Como então sublinhamos no comentário de dias atrás, figuras da expressão de um Machado de Assis, de Lima Barreto, de Cruz e Souza, citando apenas alguns nomes estelares no cenário cultural de todos os tempos, são habitualmente retratadas, em imagens caprichosamente retocadas como “gente branca”. As coisas assim processadas derivam da estrábica concepção de que essa deformação de imagem serviria para “enriquecer-lhes” as biografias, quando, na realidade, muito pelo contrário, serve apenas para aviltar-lhes a memória.

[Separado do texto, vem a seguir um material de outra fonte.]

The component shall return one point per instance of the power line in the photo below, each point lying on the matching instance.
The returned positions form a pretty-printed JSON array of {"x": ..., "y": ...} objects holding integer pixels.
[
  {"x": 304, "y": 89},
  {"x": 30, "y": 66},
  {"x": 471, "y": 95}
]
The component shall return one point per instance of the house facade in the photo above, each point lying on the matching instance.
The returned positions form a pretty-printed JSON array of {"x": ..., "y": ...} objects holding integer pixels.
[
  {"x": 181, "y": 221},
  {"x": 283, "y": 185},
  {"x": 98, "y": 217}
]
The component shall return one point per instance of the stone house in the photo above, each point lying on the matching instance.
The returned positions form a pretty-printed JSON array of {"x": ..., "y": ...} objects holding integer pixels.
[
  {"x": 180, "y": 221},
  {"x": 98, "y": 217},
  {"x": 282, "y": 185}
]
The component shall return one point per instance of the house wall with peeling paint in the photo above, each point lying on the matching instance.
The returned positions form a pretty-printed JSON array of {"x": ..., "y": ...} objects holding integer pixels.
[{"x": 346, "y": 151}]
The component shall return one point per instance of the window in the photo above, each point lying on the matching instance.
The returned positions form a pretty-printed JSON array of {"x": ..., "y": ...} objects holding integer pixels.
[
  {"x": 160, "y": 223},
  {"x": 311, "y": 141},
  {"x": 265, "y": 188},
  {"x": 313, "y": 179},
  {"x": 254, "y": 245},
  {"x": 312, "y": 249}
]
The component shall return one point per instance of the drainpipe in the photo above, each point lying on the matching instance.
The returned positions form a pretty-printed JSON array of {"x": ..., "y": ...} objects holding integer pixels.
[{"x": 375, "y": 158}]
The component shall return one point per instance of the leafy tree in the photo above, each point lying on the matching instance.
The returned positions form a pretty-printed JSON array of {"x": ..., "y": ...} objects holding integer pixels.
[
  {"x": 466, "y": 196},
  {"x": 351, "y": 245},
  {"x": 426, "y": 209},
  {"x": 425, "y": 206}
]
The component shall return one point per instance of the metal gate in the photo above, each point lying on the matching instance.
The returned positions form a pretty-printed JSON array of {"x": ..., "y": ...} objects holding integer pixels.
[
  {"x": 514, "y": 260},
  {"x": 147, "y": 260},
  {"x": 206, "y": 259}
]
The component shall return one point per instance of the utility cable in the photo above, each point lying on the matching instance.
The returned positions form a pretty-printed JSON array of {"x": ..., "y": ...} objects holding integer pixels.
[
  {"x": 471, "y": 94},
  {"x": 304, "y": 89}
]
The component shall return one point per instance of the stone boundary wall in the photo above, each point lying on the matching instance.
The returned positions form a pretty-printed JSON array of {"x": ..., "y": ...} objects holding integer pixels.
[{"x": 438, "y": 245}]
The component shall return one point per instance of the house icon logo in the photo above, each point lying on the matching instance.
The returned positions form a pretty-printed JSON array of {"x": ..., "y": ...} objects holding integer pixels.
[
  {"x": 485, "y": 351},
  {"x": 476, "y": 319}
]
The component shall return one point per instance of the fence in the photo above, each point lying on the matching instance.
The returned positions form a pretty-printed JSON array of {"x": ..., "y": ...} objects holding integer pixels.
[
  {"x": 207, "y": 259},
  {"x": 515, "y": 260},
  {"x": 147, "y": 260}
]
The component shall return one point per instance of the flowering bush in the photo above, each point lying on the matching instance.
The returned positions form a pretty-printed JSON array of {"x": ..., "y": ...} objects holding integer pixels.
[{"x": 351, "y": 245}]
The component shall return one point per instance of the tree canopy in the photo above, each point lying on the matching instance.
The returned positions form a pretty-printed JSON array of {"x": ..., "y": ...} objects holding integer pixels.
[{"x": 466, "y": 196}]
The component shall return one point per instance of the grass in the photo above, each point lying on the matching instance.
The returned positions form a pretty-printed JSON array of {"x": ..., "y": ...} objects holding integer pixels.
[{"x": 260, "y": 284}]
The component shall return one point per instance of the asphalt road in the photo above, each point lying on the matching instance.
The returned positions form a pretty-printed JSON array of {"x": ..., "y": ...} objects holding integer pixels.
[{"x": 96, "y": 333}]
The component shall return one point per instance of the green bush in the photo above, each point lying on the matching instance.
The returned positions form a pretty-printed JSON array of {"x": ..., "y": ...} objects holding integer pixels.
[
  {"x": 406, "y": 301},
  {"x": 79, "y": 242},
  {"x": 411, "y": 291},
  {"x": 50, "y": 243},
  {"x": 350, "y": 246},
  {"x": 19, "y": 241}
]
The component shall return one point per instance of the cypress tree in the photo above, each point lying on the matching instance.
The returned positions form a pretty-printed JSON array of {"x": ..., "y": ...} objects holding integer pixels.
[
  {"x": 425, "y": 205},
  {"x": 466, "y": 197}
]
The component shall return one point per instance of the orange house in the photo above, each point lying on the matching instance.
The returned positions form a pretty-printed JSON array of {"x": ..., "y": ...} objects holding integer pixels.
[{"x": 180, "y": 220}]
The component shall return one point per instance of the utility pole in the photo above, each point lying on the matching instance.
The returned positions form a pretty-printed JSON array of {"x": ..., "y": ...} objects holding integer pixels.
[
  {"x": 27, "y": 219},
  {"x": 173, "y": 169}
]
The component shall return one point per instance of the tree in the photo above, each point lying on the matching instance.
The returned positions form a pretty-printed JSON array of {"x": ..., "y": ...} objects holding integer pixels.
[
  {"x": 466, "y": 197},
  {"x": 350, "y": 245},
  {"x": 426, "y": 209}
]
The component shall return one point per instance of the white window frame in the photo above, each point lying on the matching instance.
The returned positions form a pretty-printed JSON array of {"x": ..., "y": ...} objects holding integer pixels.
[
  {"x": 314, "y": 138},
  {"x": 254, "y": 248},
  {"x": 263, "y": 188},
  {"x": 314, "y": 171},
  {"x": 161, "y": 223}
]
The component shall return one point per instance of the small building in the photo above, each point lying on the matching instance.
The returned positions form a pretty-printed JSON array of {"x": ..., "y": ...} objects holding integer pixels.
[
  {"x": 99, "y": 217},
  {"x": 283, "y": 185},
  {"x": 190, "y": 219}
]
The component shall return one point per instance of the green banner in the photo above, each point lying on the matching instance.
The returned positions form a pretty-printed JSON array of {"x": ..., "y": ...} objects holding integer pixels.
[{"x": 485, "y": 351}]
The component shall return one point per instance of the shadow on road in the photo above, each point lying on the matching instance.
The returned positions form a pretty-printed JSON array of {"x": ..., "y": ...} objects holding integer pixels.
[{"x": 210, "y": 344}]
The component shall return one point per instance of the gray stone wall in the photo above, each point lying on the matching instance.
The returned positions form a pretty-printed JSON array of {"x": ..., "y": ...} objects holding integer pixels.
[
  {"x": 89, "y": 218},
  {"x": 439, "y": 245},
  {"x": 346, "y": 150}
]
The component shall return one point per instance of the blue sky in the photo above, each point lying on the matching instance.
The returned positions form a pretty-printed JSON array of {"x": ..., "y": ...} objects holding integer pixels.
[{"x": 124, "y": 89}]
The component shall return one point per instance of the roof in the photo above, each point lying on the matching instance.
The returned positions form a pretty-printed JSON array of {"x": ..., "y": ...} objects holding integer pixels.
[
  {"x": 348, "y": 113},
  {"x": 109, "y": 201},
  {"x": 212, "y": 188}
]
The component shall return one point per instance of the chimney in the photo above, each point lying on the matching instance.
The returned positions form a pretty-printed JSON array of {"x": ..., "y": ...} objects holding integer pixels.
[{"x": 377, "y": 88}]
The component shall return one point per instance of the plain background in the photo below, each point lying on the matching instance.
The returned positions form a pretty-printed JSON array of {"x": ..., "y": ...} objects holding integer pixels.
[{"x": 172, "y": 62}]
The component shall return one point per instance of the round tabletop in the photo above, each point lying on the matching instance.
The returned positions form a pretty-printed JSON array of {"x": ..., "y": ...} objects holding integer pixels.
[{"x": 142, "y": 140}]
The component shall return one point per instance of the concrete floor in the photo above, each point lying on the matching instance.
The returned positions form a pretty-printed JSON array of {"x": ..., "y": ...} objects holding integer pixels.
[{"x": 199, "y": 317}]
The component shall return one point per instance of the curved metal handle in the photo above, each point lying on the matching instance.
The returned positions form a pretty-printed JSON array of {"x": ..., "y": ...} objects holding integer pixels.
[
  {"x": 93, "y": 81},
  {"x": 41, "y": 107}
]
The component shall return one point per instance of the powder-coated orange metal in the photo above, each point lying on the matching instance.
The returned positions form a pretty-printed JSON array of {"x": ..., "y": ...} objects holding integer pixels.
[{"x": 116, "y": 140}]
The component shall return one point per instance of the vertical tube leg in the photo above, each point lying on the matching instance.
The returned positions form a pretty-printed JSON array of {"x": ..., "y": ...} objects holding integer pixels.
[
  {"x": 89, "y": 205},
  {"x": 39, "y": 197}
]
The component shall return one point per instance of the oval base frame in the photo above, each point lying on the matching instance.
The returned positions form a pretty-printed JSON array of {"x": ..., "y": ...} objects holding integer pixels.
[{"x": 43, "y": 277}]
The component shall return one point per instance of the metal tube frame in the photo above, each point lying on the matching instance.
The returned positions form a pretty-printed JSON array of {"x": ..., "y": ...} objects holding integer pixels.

Retomando hoje o desconcertante tema, anotamos outros nomes mais à lista de personalidades negras eminentes que se viram envolvidos em registros históricos inconsistentes no que diz respeito à sua autêntica origem racial. Vem a calhar, a propósito, informação de que em São Paulo, no final da década passada, em promoção das Secretarias de Cultura do Estado e da Capital bandeirante, ao ensejo da celebração do “Dia da Consciência Negra”, painéis medindo 5 metros de altura, projetando retratos de afrodescendentes ilustres, foram afixados nas fachadas de inúmeros prédios públicos e privados. Entre eles, o “Theatro Municipal”. A iniciativa representou, segundo seus idealizadores, contribuição no sentido de resgatar a história de cidadãos negros proeminentes de certa forma “embranquecidos” em ações de flagrante impostura social.

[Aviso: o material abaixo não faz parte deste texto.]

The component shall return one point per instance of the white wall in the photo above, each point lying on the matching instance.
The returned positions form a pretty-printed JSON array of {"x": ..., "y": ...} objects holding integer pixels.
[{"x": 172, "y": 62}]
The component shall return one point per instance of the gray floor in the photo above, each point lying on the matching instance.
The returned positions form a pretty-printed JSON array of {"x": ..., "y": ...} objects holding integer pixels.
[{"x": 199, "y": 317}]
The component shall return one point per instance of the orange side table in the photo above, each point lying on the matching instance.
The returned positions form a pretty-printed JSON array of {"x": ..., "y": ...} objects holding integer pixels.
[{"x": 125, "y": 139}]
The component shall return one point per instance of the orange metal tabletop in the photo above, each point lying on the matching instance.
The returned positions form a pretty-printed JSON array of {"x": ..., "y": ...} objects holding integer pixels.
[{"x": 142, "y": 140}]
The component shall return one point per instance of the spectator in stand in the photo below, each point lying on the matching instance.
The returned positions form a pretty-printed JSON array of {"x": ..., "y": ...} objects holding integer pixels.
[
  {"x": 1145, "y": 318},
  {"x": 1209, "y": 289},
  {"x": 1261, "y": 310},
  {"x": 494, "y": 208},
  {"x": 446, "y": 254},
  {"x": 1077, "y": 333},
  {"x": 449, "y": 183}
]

Encarregado, naquela ocasião, da pesquisa que compôs 100 nomes de brasileiros negros com participação valiosa no desenvolvimento do país, o antropólogo Dagoberto José Fonseca, professor da Universidade Estadual de SP, explicou que existe, na comunidade brasileira, uma certa inclinação, sem dúvida censurável, de promover “uma espécie de branqueamento da cultura negra”. A pesquisa proporcionou revelações que deixaram surpreendidos não poucos segmentos comunitários. Muita gente, por exemplo, ignorava – e até hoje isso continua acontecendo – que a notável compositora Chiquinha Gonzaga, autora, entre outras belas canções, da célebre marchinha “Ó, abre alas!”, era negra. Num seriado televisivo que alcançou recordes de audiência, o papel de Chiquinha, que também se notabilizou pela corajosa postura em defesa das mulheres contra a opressão machista dominante em seu tempo, foi vivido por Regina Duarte, atriz branca de grande prestígio popular a ponto de se tornar conhecida como “namoradinha do Brasil”. Da lista em questão faz parte também alguém que, vivendo entre 1867 e 1924, militante político de destaque, chegou a ocupar a própria Presidência da República, Nilo Peçanha.

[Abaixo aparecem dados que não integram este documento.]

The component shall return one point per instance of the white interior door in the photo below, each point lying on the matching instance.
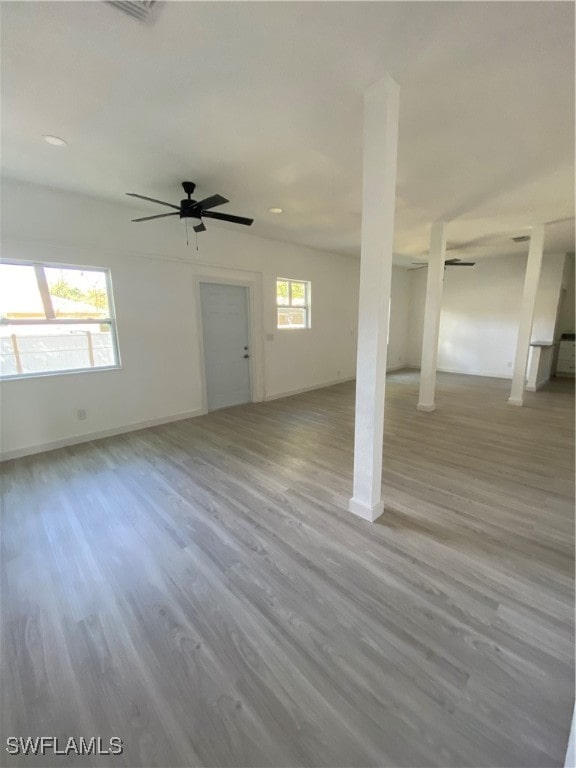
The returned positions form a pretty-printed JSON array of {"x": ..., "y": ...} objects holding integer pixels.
[{"x": 226, "y": 336}]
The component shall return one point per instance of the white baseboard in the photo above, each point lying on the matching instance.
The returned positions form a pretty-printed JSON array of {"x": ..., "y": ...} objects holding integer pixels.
[
  {"x": 29, "y": 450},
  {"x": 487, "y": 374},
  {"x": 538, "y": 385},
  {"x": 364, "y": 511},
  {"x": 300, "y": 391}
]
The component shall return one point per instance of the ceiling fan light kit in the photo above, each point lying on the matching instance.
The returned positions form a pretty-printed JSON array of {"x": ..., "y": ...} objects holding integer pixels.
[{"x": 193, "y": 209}]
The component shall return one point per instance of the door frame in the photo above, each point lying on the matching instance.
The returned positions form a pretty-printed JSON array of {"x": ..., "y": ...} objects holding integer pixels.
[{"x": 252, "y": 281}]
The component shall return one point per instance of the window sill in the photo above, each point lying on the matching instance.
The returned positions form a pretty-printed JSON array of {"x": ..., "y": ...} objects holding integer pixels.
[{"x": 42, "y": 374}]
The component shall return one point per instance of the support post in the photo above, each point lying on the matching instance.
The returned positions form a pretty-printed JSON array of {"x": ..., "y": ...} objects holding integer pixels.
[
  {"x": 434, "y": 285},
  {"x": 381, "y": 107},
  {"x": 533, "y": 268}
]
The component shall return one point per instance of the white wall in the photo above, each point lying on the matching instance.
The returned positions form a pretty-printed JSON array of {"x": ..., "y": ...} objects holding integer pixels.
[
  {"x": 566, "y": 313},
  {"x": 480, "y": 310},
  {"x": 153, "y": 282}
]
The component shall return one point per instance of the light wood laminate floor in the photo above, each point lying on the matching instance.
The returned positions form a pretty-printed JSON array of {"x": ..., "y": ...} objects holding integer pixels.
[{"x": 200, "y": 591}]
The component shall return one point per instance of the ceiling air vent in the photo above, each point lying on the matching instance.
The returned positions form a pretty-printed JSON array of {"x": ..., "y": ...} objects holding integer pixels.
[{"x": 138, "y": 9}]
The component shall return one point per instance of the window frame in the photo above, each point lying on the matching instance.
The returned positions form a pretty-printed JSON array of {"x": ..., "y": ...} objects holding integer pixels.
[
  {"x": 307, "y": 306},
  {"x": 53, "y": 320}
]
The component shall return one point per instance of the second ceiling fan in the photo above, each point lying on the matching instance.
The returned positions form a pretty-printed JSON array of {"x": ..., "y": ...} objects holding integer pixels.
[
  {"x": 447, "y": 263},
  {"x": 194, "y": 209}
]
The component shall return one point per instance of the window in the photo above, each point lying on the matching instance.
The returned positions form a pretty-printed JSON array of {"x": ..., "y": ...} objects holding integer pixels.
[
  {"x": 55, "y": 319},
  {"x": 293, "y": 303}
]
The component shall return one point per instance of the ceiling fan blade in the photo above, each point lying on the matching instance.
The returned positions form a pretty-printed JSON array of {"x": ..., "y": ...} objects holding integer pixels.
[
  {"x": 228, "y": 217},
  {"x": 211, "y": 202},
  {"x": 152, "y": 200},
  {"x": 159, "y": 216}
]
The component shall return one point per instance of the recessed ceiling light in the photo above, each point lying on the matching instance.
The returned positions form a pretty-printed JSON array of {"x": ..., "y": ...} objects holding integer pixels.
[{"x": 55, "y": 141}]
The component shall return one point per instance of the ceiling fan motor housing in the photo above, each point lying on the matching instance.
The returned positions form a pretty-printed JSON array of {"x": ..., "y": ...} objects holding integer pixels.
[{"x": 187, "y": 210}]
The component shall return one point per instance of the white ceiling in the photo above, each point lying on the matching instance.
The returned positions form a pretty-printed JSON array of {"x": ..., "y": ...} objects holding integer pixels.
[{"x": 262, "y": 102}]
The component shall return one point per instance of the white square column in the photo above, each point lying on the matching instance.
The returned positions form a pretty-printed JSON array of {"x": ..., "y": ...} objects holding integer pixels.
[
  {"x": 531, "y": 280},
  {"x": 381, "y": 109},
  {"x": 434, "y": 285}
]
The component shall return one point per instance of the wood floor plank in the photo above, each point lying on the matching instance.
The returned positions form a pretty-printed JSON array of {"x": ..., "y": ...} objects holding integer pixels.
[{"x": 200, "y": 590}]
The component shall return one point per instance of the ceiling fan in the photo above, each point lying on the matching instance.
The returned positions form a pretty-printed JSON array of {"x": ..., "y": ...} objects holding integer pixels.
[
  {"x": 194, "y": 209},
  {"x": 447, "y": 263}
]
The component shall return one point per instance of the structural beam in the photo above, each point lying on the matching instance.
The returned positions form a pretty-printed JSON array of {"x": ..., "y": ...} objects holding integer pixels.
[
  {"x": 434, "y": 285},
  {"x": 381, "y": 105},
  {"x": 533, "y": 268}
]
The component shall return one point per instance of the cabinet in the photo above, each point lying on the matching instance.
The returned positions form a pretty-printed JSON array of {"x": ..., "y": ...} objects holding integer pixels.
[{"x": 565, "y": 364}]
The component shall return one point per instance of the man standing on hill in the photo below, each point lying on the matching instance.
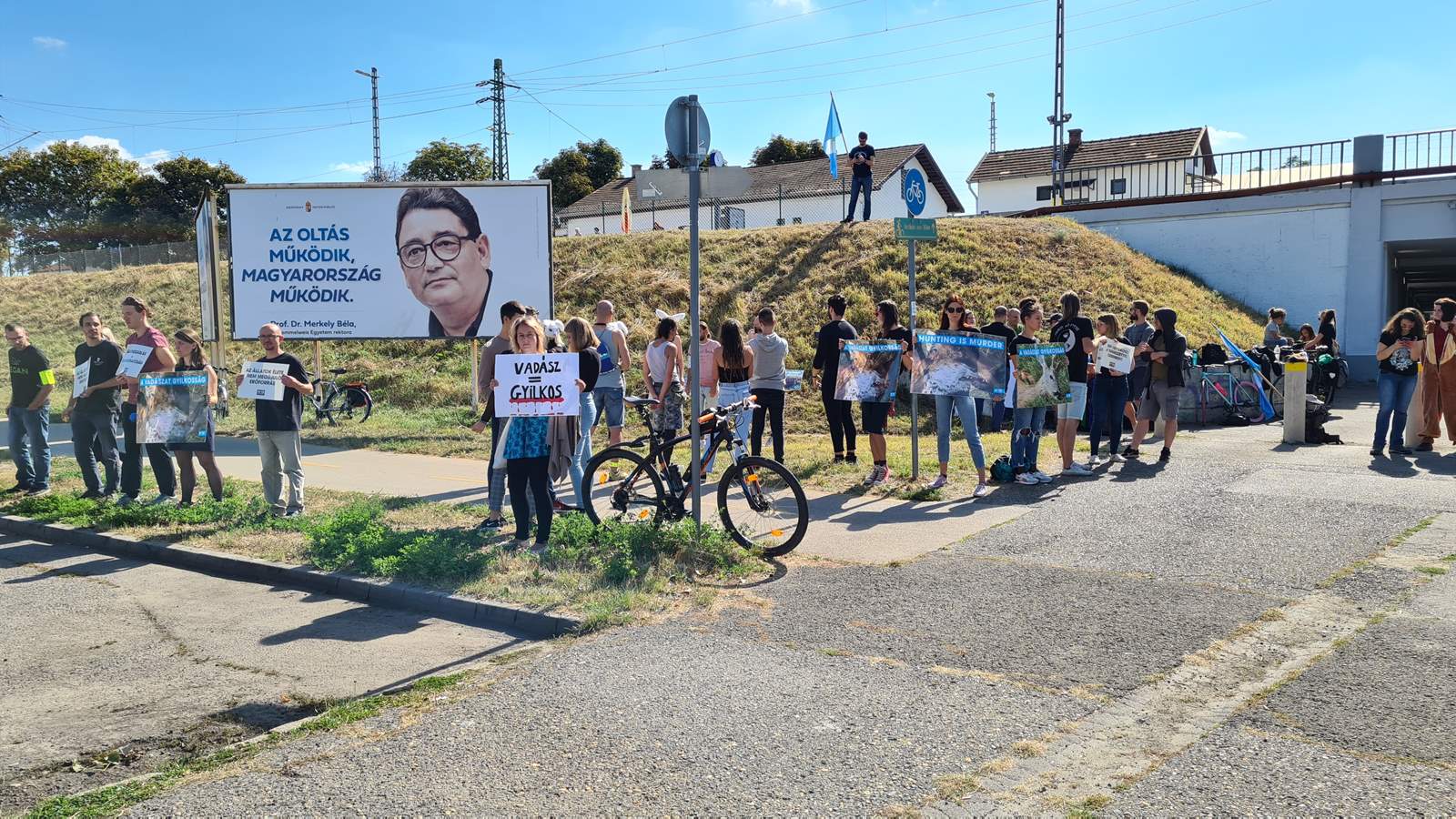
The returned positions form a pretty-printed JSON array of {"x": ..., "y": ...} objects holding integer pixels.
[
  {"x": 94, "y": 413},
  {"x": 863, "y": 157},
  {"x": 29, "y": 413}
]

Mais sugestivos exemplos: é do desconhecimento público que o fundador da Escola Politécnica de São Paulo, o engenheiro de renome nacional Teodoro Sampaio, era um afrodescendente. E, ainda, que uma mulher negra, Virginia Leone Bicudo, fundou a Sociedade Brasileira de Psicanálise.

A divulgação dos 20 personagens negros, de presença cintilante no processo de construção do desenvolvimento cultural, escolhidos para figurar nos painéis mostrados nas ruas da maior cidade brasileira, provocou, fácil deduzir, reações de surpresa. Surpresas derivadas, obviamente, dos efeitos deixados no espírito popular pelo contexto social preconceituoso dos fatos acima narrados.

Eis a relação dos 20 patrícios retratados nos painéis: Clara Nunes, cantora; Carolina de Jesus, escritora; Virginia Leone Bicudo, psicanalista; Gonçalves Dias, poeta; Mário de Andrade, escritor; Milton Santos, geógrafo; Cruz e Souza, poeta; Carlos Gomes, compositor; Lima Barreto, escritor; Chiquinha Gonzaga, compositora; Luiz Gama, advogado; José do Patrocínio, jornalista; Leônidas da Silva, craque de futebol; Juliano Moreira, médico; André Rebouças, engenheiro; Teodoro Sampaio, engenheiro; Machado de Assis, escritor; Castro Alves, poeta; Geraldo Filme, músico; Nilo Peçanha, político.